What about today's A.A? It has changed again so that the Lord's Prayer no longer closes many of its meetings. It often refuses to sanction groups that study the Bible, mention Jesus Christ, or study Christian literature. A.A.’s present-day publications more and more call the Society "spiritual but not religious"--even though the courts have mostly rejected this statement. Its literature more and more says that you don't have to believe in anything at all to be a member of A.A.

 Is today's A.A. Christian? You be the judge.

But! The point made here is that you can be the judge. You can be a Christian in A.A. You can believe what you wish, read what you wish, worship where you wish, and "be" whatever you wish to be. A.A. has no authority, no power, no leader, and no employee who can exclude anyone from its membership or censor books or "govern" what groups do or do not do.

Therefore, today there are tens if not hundreds of thousands of Christians in A.A. And they are neither barred, nor evicted, nor suppressed by anything except by rude, boisterous, and sometimes insulting remarks of a few intolerant "bleeding deacons"--as Bill Wilson used to call such dissenters.

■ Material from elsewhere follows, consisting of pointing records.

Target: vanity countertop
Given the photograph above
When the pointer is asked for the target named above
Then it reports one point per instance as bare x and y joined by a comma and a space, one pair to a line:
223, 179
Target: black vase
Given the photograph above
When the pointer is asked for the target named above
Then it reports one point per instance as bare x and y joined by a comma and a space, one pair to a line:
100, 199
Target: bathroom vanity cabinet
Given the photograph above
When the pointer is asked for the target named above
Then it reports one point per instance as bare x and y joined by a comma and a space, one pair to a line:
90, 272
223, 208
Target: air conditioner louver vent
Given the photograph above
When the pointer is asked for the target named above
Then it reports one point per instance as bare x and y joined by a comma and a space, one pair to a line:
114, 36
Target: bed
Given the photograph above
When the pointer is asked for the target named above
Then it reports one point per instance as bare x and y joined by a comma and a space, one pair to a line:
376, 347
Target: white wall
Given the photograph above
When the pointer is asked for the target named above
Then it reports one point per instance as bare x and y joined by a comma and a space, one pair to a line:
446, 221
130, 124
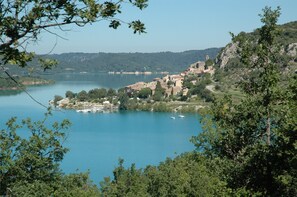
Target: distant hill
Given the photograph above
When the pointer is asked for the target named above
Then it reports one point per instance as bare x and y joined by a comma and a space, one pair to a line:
288, 40
155, 62
229, 68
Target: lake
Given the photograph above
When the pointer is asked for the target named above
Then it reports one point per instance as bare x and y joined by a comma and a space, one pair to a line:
97, 141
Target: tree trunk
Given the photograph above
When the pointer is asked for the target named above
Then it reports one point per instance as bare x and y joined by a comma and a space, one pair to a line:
268, 128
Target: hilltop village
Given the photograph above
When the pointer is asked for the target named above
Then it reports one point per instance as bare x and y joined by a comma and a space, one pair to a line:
169, 93
173, 84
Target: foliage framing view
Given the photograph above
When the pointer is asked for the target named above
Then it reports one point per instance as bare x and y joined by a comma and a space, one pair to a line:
246, 149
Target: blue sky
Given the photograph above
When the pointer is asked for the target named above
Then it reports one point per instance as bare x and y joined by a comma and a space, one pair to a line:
172, 25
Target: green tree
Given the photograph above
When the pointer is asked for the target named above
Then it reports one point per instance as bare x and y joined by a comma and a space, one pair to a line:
257, 137
124, 101
56, 99
111, 92
82, 96
32, 158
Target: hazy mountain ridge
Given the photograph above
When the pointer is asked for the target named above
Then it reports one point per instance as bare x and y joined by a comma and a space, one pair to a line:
154, 62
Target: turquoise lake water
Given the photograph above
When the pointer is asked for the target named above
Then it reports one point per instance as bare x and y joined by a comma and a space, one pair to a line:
97, 141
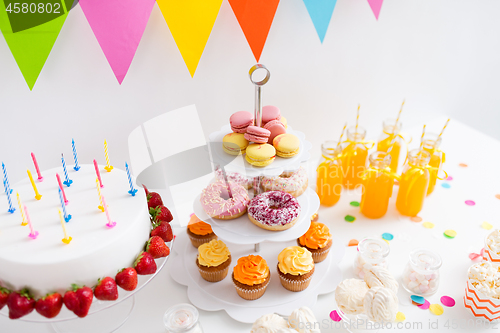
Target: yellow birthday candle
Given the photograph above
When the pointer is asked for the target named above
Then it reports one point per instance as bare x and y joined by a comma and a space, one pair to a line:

In the opinion of the author, based on the foregoing evidence: (1) A.A. was Christian to the core in its origins. (2) A.A. founders and the first three AAs were Christians in their upbringing. (3) The same three were believers in God and Christians when they turned to God for help and were cured. (4) The Akron fellowship was not only Christian, but said so.

Today, as a member of A.A., you can believe in God, be or become a Christian, believe what you wish, worship where you wish, belong to a Christian denomination if you wish, read the Bible and Christian literature if you wish, and talk about what you wish in meetings.

A.A. is not organized. Its leaders are but trusted servants. They do not govern. Groups are expected to turn to and follow the guidance of "a loving God" as He may express Himself in their group conscience. And anyone who disagrees can, as an A.A., buy a coffee pot and take his resentment and disagreement with him to a group he and another alcoholic can form or to which he may choose to belong--Christian or not.